Yet she can’t find it in herself to leave him, not even when she knows his sneaking around has managed to give Annie chicken pox. She’s determined to grin and bear her awful marriage for the sake of giving her daughters a stable, two-parent family life, till an incident between her children forces her to finally confront the truth that she’s been trying to obscure behind this crumbling model of suburban propriety.

Shocked into action by the violence on display between her kids, Rob decides to take Callie, the instigator, back with her to her family’s place out in the Mojave desert. She tells Irving that she and Callie need some bonding time, but what she’s really trying to figure out is exactly how much of her family’s legacy she needs to initiate her eldest child into. Irving is reluctant to see them go, but is assured by the fact that Rob would never leave him without taking Annie as well. Being the abusive person that he is, however, he makes a point of pulling Callie aside while Rob is packing the car:

QUOTE
“Be careful out there, bud,” Dad said, warm in my ear. Dad and I are best buds. “If you get scared out there you call me.”

“Why would I get scared?”

“Your mom… she can be a little unstable.”

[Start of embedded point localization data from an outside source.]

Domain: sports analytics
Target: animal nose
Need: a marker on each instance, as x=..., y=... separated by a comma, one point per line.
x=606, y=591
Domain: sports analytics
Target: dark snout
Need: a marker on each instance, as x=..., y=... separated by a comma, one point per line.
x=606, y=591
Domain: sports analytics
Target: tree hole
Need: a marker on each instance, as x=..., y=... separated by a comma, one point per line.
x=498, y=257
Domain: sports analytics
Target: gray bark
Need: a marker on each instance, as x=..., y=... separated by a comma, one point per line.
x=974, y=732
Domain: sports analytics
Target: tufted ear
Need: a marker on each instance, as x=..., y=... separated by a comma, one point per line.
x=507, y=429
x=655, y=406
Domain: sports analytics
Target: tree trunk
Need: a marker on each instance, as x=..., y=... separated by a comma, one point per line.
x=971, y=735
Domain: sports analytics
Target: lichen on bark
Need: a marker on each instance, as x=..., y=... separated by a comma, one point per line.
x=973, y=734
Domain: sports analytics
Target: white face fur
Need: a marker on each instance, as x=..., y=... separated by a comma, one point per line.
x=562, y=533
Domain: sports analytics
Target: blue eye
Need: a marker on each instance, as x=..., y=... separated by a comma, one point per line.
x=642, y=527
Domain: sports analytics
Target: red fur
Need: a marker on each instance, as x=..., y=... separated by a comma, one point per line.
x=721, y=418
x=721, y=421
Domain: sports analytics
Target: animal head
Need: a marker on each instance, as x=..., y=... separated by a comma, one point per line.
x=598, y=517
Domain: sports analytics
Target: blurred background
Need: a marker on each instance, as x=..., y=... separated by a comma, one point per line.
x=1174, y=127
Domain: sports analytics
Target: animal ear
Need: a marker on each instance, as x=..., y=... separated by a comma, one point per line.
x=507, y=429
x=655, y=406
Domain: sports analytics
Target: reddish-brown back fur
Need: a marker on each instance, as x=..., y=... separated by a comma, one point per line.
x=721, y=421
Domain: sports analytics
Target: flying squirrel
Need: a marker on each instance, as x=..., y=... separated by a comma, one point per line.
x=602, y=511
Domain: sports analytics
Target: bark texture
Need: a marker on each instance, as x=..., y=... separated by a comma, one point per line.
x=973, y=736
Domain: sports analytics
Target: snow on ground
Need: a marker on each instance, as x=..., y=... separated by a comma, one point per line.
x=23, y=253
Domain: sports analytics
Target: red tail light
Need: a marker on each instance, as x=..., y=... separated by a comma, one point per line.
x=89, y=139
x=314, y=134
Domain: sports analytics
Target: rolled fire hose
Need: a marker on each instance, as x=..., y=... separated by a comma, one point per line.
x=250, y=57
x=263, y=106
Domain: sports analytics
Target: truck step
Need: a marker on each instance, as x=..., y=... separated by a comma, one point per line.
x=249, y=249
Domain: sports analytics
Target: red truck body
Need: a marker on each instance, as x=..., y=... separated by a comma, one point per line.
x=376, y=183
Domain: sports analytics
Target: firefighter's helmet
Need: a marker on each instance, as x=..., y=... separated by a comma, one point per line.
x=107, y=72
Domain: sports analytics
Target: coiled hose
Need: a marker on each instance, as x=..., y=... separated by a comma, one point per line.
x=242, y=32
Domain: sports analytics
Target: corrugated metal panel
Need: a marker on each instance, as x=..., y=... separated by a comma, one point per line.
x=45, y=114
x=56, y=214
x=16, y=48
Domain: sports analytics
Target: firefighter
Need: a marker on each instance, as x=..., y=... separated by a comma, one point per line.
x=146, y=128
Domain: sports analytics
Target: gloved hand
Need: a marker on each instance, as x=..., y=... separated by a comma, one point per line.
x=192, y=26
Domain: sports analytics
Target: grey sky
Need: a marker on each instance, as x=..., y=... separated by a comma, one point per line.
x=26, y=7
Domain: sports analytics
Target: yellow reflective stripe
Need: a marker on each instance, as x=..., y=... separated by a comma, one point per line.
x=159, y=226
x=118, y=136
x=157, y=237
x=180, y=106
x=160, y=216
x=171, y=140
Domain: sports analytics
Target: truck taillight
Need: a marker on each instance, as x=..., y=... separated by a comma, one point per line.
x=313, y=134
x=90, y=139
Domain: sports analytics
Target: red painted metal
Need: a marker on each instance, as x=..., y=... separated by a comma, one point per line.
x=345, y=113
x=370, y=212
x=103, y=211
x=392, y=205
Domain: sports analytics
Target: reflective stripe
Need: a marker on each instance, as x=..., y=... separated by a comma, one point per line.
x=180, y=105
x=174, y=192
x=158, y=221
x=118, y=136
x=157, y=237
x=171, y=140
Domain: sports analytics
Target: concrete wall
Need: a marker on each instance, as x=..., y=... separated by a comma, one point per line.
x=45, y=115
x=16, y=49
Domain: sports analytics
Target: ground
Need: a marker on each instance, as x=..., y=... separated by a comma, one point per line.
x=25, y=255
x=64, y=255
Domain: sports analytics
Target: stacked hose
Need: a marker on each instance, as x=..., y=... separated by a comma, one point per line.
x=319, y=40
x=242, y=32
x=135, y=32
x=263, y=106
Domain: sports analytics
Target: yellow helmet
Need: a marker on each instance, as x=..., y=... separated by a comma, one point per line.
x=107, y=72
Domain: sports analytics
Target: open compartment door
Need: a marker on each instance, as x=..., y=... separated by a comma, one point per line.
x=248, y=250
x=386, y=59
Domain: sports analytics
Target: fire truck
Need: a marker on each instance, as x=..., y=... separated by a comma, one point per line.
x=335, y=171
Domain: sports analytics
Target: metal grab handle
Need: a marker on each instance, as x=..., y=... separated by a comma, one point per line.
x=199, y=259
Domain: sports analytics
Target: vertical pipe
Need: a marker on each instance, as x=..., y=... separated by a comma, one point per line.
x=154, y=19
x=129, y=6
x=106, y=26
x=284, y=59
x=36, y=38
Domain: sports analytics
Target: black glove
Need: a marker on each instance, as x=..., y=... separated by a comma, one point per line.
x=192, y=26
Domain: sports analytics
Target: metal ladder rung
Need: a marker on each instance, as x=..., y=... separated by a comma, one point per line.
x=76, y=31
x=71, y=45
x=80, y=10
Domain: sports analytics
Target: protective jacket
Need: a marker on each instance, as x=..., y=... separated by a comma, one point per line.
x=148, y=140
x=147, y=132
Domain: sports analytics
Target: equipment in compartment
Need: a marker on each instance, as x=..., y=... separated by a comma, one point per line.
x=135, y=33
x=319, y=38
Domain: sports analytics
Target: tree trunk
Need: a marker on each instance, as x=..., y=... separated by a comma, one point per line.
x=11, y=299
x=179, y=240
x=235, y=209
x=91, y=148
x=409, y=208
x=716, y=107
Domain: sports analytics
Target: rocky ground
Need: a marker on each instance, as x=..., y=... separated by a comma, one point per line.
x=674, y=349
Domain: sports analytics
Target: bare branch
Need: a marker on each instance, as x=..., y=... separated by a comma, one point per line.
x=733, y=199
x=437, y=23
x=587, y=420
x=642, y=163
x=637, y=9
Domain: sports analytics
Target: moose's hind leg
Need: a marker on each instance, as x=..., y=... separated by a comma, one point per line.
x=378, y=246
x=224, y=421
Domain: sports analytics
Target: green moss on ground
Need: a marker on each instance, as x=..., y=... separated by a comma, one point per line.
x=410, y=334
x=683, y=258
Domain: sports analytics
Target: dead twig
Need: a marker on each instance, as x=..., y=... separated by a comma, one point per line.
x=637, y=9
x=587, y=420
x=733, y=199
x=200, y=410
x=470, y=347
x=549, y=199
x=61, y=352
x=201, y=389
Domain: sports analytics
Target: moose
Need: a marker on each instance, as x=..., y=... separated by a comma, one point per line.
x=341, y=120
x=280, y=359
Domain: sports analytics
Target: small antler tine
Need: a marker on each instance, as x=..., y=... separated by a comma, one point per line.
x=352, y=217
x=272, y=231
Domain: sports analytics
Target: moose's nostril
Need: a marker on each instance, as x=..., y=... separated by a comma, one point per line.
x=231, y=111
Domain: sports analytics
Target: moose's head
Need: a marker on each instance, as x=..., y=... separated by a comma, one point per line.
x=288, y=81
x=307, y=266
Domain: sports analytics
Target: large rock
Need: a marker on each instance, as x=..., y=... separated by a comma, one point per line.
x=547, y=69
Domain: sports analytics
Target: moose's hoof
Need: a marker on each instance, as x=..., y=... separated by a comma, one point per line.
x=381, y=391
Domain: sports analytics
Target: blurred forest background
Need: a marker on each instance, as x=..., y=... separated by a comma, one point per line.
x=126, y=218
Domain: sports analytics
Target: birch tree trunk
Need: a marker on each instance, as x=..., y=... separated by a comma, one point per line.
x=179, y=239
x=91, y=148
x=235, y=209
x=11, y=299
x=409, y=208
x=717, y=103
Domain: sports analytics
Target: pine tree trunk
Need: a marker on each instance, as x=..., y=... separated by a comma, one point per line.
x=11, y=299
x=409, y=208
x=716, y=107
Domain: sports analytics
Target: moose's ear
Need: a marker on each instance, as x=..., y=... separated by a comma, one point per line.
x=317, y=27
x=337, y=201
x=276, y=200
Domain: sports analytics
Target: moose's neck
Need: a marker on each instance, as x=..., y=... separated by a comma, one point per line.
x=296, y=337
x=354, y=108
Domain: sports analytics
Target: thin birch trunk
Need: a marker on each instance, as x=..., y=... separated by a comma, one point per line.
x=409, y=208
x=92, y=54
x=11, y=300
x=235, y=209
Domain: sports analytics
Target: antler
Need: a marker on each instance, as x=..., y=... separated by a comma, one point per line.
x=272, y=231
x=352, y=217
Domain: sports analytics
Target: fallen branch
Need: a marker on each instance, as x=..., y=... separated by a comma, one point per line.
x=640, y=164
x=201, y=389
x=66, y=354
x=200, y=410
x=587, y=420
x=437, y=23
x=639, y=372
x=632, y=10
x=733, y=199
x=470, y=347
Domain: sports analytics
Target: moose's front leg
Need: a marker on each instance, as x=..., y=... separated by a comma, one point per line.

I felt a thrill of fear. I knew what he meant. The crying, the screaming late at night. Always yelling at Dad. She lies, too. I can always tell, even if she doesn’t know it herself. For example, Mom doesn’t like me, even though she swears she does.
END QUOTE

As Rob and Callie embark on their road trip, Rob considers how much to tell the girl about her own past and the truth behind Sundial, the estate where everything started and, if they’re lucky, where everything will end as well. More importantly, she has to decide what to do about the untenable situation that is turning Callie into a creepy adolescent, obsessed with bones and ghosts and murder. Could explaining her heritage to Callie help save her, or will it only make things immeasurably worse?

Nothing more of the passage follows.